Re: A proposal for handling bulk data requests from Giovanni Tummarello on 2011-07-11 (public-lod@w3.org from July 2011)

From: Giovanni Tummarello <giovanni.tummarello@deri.org>
Date: Mon, 11 Jul 2011 13:54:59 +0200
To: Michael Hausenblas <michael.hausenblas@deri.org>
Cc: Kingsley Idehen <kidehen@openlinksw.com>, Linked Data community <public-lod@w3.org>, Jürgen Umbrich <juergen.umbrich@deri.org>, Sindice developers list <sindice-dev@lists.deri.org>, "giulio.cesare@gmail.com" <giulio.solaroli@deri.org>
Message-ID: <CAHHRs7hEBqcUW3J7Zu+SzSd80yKKRhOZETinGki41hDgCcSVFA@mail.gmail.com>

> An idea that arose out of a recent discussion with Juergen (in CC): how
> about providing a sort of 'bulk data request' facility for your SPARQL
> endpoints [1] [2] (as they are, I gather, the more popular ones on the WoD
> ;)?
>


Hi wrt to Sindice, it is important that data we index publicly
reflects a public web site and, in general is the same that a user
would normally find on a hosting website.  People trust and understand
the content of websites much better than datasets.

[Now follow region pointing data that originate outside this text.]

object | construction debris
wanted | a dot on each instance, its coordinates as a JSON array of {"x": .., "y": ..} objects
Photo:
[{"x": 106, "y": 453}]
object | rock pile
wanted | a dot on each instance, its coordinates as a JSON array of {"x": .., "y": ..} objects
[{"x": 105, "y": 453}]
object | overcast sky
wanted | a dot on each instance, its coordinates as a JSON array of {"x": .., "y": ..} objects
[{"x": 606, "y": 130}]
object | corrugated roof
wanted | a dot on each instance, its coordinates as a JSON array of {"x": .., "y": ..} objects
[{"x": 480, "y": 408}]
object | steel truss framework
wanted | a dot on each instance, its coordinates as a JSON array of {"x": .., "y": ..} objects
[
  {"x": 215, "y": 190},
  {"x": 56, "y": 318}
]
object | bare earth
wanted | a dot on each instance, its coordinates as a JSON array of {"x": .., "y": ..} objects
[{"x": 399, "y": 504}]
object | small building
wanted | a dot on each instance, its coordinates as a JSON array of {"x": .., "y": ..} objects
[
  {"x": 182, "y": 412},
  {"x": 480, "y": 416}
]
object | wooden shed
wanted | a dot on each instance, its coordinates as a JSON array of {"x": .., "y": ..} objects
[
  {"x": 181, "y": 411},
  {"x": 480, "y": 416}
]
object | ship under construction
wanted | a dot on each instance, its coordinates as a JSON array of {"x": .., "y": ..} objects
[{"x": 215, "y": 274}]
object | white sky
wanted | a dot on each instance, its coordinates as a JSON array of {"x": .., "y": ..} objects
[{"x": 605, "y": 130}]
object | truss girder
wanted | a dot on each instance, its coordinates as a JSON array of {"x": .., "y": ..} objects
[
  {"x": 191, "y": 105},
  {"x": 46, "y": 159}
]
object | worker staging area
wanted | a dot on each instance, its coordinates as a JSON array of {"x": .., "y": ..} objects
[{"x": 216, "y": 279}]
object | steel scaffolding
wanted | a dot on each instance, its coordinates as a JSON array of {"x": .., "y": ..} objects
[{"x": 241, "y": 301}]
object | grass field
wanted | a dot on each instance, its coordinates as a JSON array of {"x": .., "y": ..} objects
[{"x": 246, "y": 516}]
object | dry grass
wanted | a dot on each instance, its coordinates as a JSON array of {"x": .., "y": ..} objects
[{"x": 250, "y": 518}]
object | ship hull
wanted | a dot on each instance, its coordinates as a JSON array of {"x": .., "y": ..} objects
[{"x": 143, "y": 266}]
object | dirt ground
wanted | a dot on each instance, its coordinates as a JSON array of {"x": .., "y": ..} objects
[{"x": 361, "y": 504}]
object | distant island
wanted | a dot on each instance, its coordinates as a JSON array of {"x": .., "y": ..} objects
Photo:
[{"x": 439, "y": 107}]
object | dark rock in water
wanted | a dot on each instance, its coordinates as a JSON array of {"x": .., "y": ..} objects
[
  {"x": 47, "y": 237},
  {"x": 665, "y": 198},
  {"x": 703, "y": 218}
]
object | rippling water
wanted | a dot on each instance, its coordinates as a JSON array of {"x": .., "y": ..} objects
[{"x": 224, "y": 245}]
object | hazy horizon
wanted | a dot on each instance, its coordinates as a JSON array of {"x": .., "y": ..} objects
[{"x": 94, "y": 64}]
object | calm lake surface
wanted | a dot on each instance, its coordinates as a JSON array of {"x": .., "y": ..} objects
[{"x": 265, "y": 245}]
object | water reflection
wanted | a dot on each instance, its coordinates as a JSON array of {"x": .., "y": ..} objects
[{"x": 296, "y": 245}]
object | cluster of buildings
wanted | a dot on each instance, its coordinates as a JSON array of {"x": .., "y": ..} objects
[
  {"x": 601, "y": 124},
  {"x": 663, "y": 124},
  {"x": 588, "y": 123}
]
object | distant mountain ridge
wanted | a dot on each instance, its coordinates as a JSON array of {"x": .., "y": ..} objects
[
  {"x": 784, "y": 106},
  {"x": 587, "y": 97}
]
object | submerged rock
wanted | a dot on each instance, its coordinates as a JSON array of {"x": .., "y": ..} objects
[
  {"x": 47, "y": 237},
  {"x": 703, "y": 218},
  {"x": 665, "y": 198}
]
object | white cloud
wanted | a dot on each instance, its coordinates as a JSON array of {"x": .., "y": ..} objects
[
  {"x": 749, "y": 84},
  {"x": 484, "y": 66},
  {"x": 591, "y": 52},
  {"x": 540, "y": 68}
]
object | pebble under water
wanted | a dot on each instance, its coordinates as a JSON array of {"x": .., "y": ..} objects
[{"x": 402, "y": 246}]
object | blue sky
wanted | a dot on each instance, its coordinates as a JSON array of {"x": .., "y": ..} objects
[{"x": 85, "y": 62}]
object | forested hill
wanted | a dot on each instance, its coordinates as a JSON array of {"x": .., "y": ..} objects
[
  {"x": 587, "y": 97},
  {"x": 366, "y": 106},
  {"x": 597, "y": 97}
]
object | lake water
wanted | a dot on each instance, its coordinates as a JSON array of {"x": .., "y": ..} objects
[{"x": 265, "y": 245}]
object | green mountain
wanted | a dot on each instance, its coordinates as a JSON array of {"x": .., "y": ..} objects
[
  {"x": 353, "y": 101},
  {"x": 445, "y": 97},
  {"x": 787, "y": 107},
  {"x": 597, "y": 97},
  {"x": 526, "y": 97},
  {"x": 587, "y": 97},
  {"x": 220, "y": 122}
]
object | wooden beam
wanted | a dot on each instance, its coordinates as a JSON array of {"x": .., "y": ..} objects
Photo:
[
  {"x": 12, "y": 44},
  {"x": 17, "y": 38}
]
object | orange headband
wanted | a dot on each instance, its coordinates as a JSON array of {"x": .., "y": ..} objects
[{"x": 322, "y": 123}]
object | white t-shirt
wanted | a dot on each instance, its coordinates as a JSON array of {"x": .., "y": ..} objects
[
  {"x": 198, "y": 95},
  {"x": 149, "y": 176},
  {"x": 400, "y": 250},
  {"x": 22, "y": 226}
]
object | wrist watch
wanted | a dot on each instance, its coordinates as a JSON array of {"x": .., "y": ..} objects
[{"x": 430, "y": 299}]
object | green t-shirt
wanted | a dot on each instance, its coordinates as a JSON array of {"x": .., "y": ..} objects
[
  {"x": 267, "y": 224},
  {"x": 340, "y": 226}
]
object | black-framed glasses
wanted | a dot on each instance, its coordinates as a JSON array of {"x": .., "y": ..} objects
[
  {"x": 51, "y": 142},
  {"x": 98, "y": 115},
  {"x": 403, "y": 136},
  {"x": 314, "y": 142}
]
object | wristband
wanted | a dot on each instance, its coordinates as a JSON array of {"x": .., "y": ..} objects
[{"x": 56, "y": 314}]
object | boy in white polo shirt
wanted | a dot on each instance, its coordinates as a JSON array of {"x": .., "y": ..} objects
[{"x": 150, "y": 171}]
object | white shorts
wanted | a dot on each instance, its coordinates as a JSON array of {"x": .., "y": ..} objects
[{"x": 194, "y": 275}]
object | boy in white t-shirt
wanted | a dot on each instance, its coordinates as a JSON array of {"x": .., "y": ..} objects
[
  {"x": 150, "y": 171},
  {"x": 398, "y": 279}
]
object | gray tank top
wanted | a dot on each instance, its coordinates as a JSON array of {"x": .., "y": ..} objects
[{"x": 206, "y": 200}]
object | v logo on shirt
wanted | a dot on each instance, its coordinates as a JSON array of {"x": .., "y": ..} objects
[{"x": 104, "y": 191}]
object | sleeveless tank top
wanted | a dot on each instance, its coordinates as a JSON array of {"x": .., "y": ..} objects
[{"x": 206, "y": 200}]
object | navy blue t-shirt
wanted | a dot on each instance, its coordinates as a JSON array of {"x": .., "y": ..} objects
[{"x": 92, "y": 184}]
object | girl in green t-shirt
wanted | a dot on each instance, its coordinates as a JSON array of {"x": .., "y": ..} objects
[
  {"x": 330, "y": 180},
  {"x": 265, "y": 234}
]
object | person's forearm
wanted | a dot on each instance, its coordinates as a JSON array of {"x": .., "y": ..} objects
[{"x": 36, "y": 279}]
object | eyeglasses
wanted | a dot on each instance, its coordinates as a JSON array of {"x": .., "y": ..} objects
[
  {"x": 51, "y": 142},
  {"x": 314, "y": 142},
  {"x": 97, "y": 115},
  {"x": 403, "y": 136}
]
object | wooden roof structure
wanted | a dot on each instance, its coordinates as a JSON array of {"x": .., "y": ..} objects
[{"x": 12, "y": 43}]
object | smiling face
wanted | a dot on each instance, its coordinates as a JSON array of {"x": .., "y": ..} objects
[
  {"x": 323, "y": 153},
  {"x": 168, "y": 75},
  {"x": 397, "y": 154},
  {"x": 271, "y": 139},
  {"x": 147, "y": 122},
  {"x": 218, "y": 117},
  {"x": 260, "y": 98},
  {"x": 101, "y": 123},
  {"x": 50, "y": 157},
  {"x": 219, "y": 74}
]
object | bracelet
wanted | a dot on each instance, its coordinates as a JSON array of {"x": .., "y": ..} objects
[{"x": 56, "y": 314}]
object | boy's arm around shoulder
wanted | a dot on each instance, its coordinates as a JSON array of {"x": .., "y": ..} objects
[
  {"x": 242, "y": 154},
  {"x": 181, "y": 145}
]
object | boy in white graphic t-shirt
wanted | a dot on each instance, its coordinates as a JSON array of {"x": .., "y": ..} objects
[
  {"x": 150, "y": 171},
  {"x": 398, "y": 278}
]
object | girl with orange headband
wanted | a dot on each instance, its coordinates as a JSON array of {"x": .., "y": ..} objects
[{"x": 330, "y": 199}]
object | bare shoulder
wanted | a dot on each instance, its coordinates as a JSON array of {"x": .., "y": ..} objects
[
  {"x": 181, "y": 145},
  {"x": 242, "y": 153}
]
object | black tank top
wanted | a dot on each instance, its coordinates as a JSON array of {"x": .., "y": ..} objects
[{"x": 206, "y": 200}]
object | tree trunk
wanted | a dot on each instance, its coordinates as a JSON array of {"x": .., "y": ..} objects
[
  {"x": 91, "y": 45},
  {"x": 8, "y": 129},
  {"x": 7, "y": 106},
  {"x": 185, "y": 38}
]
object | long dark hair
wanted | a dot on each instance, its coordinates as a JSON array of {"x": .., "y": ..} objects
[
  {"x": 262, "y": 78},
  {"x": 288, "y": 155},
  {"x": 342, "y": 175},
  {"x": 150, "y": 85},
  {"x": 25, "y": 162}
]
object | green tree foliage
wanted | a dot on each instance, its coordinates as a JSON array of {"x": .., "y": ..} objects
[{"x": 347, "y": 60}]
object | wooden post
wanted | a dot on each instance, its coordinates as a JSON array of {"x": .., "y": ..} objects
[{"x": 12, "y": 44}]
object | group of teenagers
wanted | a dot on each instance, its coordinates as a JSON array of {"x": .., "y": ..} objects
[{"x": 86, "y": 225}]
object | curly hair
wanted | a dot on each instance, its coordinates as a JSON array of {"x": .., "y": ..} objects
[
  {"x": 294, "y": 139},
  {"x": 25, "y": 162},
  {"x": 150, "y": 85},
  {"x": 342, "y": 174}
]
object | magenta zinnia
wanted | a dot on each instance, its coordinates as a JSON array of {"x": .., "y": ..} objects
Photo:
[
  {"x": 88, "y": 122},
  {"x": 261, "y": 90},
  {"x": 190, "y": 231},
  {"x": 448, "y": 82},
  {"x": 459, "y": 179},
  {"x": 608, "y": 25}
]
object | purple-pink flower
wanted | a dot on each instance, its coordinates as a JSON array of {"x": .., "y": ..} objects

the goal however is indeed that to expose a dataset and to have people
query that (e.g. on our sparql endpoint).

For smaller websites, content managemeny systems with rdfa/schema
markup etc, honestly sitemap.xml does its job. (also the overhead -
conceptual and otherwise-   of creating a dump for these sites is too
much)

for big websites, lod datasets etc, we are indeed working specifically
on supporting dumps.

We used to support semantic sitemaps which provide pointers to dumps
but reality of thing is dumps come in many different forms, some split
the same dataset in multiple files, some provide different version
(e.g. datest) etc. some provide different formats.

then, how to index these in a way that mimick the way they are exposed
on the web (with descriptions handed out when an authorititative URI
is resolved)? we used to have some constructs in the Semantic Sitemap
proposed protocol , but very few got it right, incentives for getting
it right or fixing issues are seriously lacking.

bottom line: we'll provide a form (very soon) to provide a link and a
description of your dataset, as well as an email. We'll then process
manually until we're reasonably solid to propose a viable proposed
more mechanized solution.

Gio

Received on Monday, 11 July 2011 11:55:54 UTC